Comme la très grande majorité d'entre vous, je paie chaque mois une connexion Internet fixe.
Disons en moyenne 35 euros par mois, soit plus de 400 euros par an !
Pour cette somme, rondelette eu égard au prix payé dans certaines contrées lointaines, mais acceptable eu égard au prix payé dans d'autres contrées lointaines, j'ai un accès illimité-illimité sans astérisque à tout l'Internet selon un principe de neutralité globalement respecté.
Sauf exception.
400 euros quand même par an ! Vous aviez déjà mis ce chiffre en perspective ?
Moi, pas. Je viens de le faire.
Parce que je viens de lire les "11 propositions relatives à l’Internet haut débit et à ses objectifs 2020", que Jean-Bernard-Lévy, Président du Directoire de Vivendi, René Obermann, CEO de Deutsche Telekom, et Ben Verwaayen, directeur général d’Alcatel-Lucent, ont présenté la semaine dernière à la Commission européenne.
Avertissement : la consultation de ces 11 propositions est à déconseiller aux âmes sensibles partisanes de la neutralité du Net. Certaines de ces propositions, insoutenables, peuvent choquer.
Je suis tombée de ma chaise.
Sous la novlangue, fumeuse mais aux contours bien visibles, le paysage se dessine :
- La mort de l'Internet tel que nous le vivons depuis sa conception et encore aujourd'hui via la recommandation d'un Internet à plusieurs vitesses : une connexion bridée et chère ne permettant pas l'accès à la source, à la destination ou aux contenus dans des conditions optimum et de façon égale ; et une connexion sans bridage, plus chère pour ceux qui veulent accéder à des services qui consomment toujours davantage de bande passante.
Ce n'est pas nouveau. Au hasard, en 2006.
Mais là, cela se rapproche dangereusement. Je résume :
Je paie donc plus de 400 euros par an pour me connecter à l'Internet fixe où certes je consomme du contenu, mais j'en produis aussi.
J'écris, je rate (du verbe anglais to rate, que les choses soient claires), j'upload, je download, je commente, j'update, je joue, j'achète ...

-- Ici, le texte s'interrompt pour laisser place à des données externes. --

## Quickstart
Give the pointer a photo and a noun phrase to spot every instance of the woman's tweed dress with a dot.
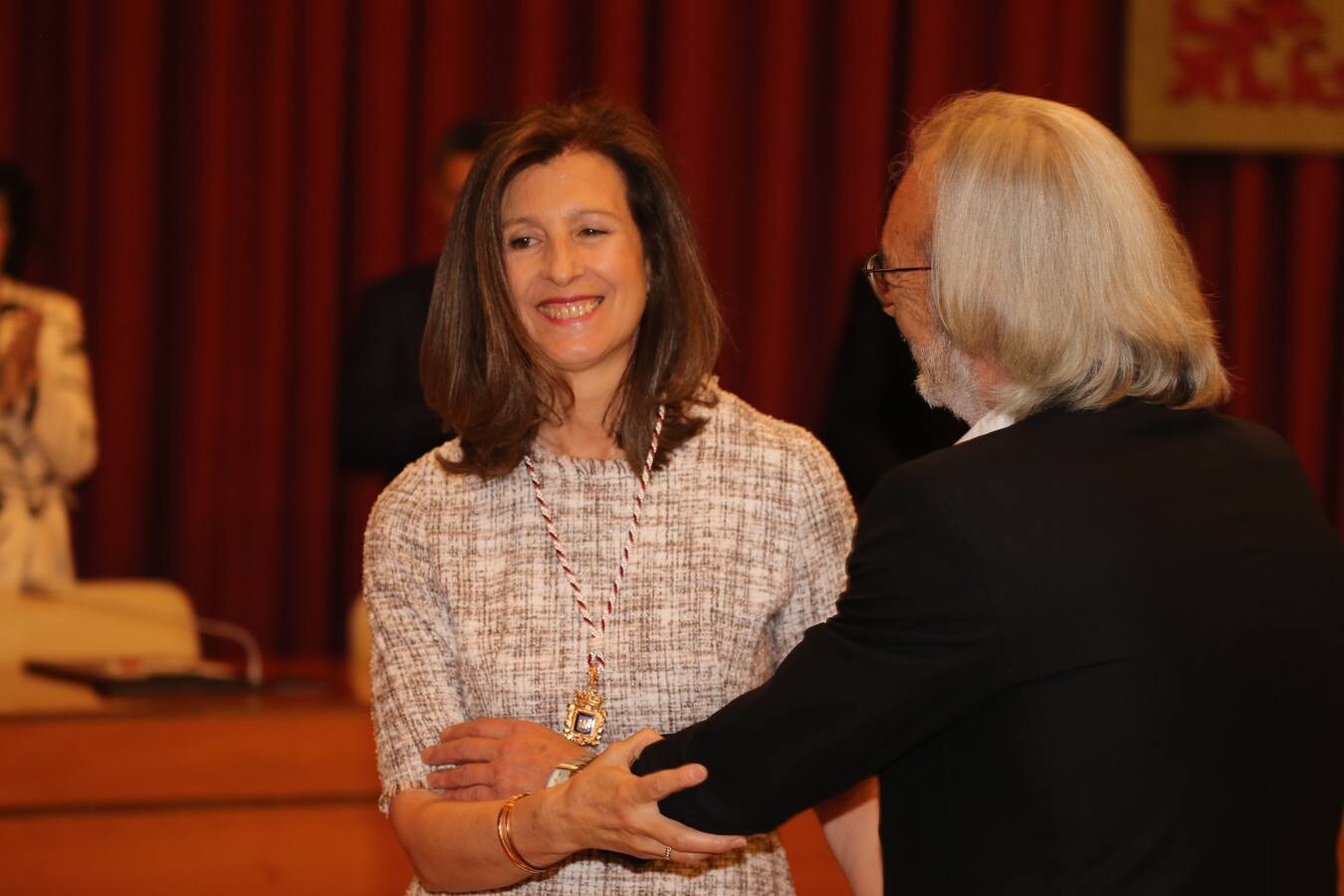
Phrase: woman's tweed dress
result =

Donc moi (toi, nous, vous) qui paye l'accès et alimente le bouzin en contenu, je n'ai été représentée par aucune association de consommateurs ou de citoyens pour participer à cette récolte d'avis autorisés ?
Tu m'étonnes, Charleston, qu'elle ait permis "un degré de consensus remarquable et inattendu entre ces acteurs de toute la chaîne de valeur, opérateurs, fabricants, agrégateurs, éditeurs de chaînes, etc".
Encore une fois, les conseilleurs ne sont pas les payeurs. Dans cette chaîne, il y a un acteur essentiel qui a voix au chapitre : moi (toi, nous, vous) à qui personne n'a demandé son avis.
Alors le voilà :
Je ne veux pas d'un Internet ultra-libéral des grands patrons des Télécoms.
Pour 350 euros par an et la contribution que j'apporte, je veux la neutralité des réseaux.
Et pas en option.
Je veux un bien public, indivisible, sans entrave. Et en très haut débit.
Non ce n'est pas simpliste. Oui j'ai conscience des intérêts économiques. Justement.
Je les vois chaque jour sur les réseaux mobiles dont les atteintes à la neutralité deviennent monnaie courante à l'égard du contenu, de la source ou de la destination. Et pourtant, et en plus, ma connexion Internet mobile me coûte encore plus cher que ma connexion Internet fixe.
Fool me once, shame on you; fool me twice, shame on me!